The reason why Coulomb's constant is written as 1/(4*pi*epsilon0) is due to the nature of the electrostatic force. Unlike gravity, which is a long-range force, the electrostatic force between two charged particles decreases rapidly as the distance between them increases. This is because the force is inversely proportional to the square of the distance between the particles.

To account for this rapid decrease in force with distance, the constant 1/(4*pi) is included in the equation. This value is a result of mathematical calculations and does not have a physical significance. It is simply a way to make the equation more convenient to use and understand.

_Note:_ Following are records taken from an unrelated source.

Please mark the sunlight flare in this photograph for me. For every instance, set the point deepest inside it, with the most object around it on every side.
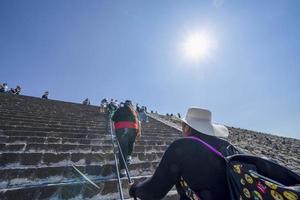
(198, 46)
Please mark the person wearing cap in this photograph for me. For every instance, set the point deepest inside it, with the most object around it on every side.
(127, 128)
(16, 91)
(3, 88)
(86, 102)
(186, 161)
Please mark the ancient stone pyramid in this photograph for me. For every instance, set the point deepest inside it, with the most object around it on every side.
(41, 139)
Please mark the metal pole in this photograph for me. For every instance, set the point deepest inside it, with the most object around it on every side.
(117, 167)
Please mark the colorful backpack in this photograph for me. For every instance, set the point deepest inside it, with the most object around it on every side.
(254, 178)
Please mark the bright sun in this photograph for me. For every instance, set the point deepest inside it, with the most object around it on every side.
(198, 46)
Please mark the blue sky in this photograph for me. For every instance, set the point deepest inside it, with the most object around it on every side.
(131, 50)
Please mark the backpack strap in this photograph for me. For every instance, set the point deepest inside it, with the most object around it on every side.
(211, 148)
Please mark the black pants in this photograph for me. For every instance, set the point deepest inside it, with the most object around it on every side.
(126, 138)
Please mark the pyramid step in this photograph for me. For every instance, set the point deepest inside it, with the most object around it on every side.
(62, 159)
(69, 138)
(51, 124)
(16, 177)
(75, 189)
(70, 148)
(35, 128)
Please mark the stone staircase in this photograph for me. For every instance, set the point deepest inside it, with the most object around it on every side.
(41, 139)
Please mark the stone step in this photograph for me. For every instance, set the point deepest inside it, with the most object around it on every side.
(28, 128)
(54, 126)
(65, 135)
(52, 159)
(63, 138)
(16, 177)
(52, 123)
(74, 190)
(44, 116)
(99, 135)
(39, 119)
(71, 148)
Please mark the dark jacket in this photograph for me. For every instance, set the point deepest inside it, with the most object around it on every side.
(204, 172)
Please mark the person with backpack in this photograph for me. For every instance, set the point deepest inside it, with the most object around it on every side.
(127, 127)
(186, 163)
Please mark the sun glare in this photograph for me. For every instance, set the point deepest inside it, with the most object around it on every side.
(198, 46)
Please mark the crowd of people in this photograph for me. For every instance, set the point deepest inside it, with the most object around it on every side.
(197, 164)
(4, 89)
(204, 165)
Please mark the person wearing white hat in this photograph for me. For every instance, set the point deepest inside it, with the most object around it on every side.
(186, 160)
(198, 123)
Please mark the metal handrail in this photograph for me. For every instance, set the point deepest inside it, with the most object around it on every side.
(116, 161)
(122, 156)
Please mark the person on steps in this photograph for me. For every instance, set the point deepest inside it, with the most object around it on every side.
(186, 163)
(127, 128)
(45, 95)
(86, 102)
(15, 91)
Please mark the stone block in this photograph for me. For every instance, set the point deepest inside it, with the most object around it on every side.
(31, 158)
(52, 158)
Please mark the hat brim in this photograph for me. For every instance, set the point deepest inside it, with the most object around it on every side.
(207, 128)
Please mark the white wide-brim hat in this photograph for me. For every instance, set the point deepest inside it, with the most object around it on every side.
(200, 120)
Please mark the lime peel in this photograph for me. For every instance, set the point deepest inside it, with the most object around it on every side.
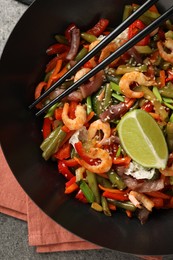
(142, 139)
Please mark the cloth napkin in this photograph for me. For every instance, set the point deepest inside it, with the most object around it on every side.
(43, 232)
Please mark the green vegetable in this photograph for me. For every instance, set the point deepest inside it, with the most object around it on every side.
(105, 206)
(116, 180)
(53, 142)
(87, 191)
(92, 182)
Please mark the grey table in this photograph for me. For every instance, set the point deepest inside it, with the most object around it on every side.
(13, 232)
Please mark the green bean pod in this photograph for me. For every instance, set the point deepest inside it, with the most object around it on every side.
(87, 191)
(169, 136)
(53, 142)
(116, 180)
(127, 205)
(105, 206)
(92, 182)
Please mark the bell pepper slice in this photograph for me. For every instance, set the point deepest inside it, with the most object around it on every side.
(47, 127)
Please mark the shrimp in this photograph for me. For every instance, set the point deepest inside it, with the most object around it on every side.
(100, 167)
(168, 44)
(99, 125)
(131, 77)
(78, 121)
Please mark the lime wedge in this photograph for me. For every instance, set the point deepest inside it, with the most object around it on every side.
(142, 139)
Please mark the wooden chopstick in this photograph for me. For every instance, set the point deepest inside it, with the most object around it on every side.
(98, 47)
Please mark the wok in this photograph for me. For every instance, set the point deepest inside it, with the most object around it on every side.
(21, 67)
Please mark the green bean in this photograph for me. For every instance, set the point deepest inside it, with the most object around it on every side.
(52, 143)
(92, 182)
(105, 206)
(116, 180)
(61, 39)
(81, 54)
(107, 98)
(87, 191)
(157, 93)
(124, 205)
(115, 87)
(89, 104)
(118, 97)
(88, 37)
(104, 182)
(169, 136)
(167, 91)
(128, 9)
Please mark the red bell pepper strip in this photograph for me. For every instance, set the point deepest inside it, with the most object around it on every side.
(52, 63)
(99, 27)
(57, 48)
(47, 127)
(68, 31)
(63, 152)
(116, 196)
(70, 162)
(80, 196)
(134, 28)
(64, 170)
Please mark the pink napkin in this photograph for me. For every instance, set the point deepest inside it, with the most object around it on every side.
(43, 232)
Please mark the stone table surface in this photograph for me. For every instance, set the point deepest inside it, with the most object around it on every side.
(13, 232)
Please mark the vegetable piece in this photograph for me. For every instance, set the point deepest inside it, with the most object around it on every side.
(47, 127)
(99, 27)
(105, 206)
(124, 205)
(64, 170)
(52, 143)
(116, 180)
(92, 182)
(87, 191)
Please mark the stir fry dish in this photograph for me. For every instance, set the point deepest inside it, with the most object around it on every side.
(112, 138)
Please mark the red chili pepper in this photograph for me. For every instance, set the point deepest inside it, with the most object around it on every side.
(69, 30)
(47, 127)
(147, 106)
(134, 28)
(99, 27)
(57, 48)
(80, 196)
(116, 196)
(64, 170)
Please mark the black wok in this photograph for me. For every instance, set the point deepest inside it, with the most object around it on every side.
(21, 68)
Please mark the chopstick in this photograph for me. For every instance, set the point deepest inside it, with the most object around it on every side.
(98, 47)
(155, 24)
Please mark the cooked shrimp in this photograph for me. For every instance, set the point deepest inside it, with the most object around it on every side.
(135, 76)
(143, 199)
(165, 55)
(99, 125)
(78, 121)
(81, 73)
(101, 167)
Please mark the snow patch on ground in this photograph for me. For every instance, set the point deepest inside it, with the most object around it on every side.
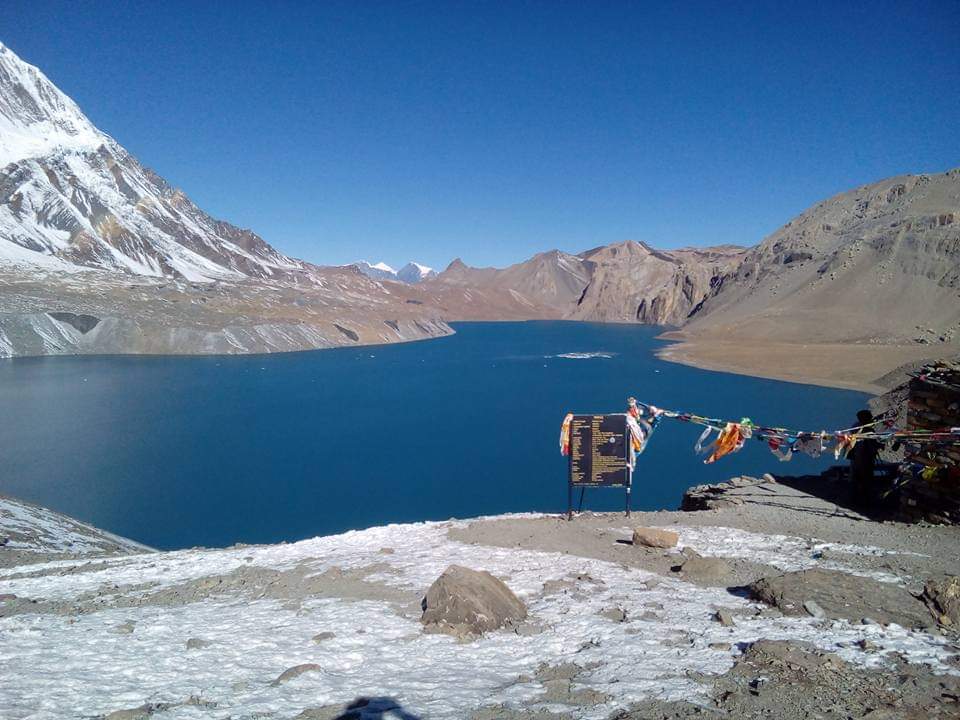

Additionally, epsilon0 (epsilon naught) is the permittivity of free space, which represents the ability of space to allow the electric field to pass through it. It is a fundamental constant that has been experimentally determined and is necessary to accurately represent the electrostatic force.

In summary, writing Coulomb's constant as 1/(4*pi*epsilon0) is a way to account for the rapid decrease in force with distance and to accurately represent the electrostatic force between two charged particles. It is not a complex way of writing the constant, but rather a necessary and accurate representation of the physical phenomenon.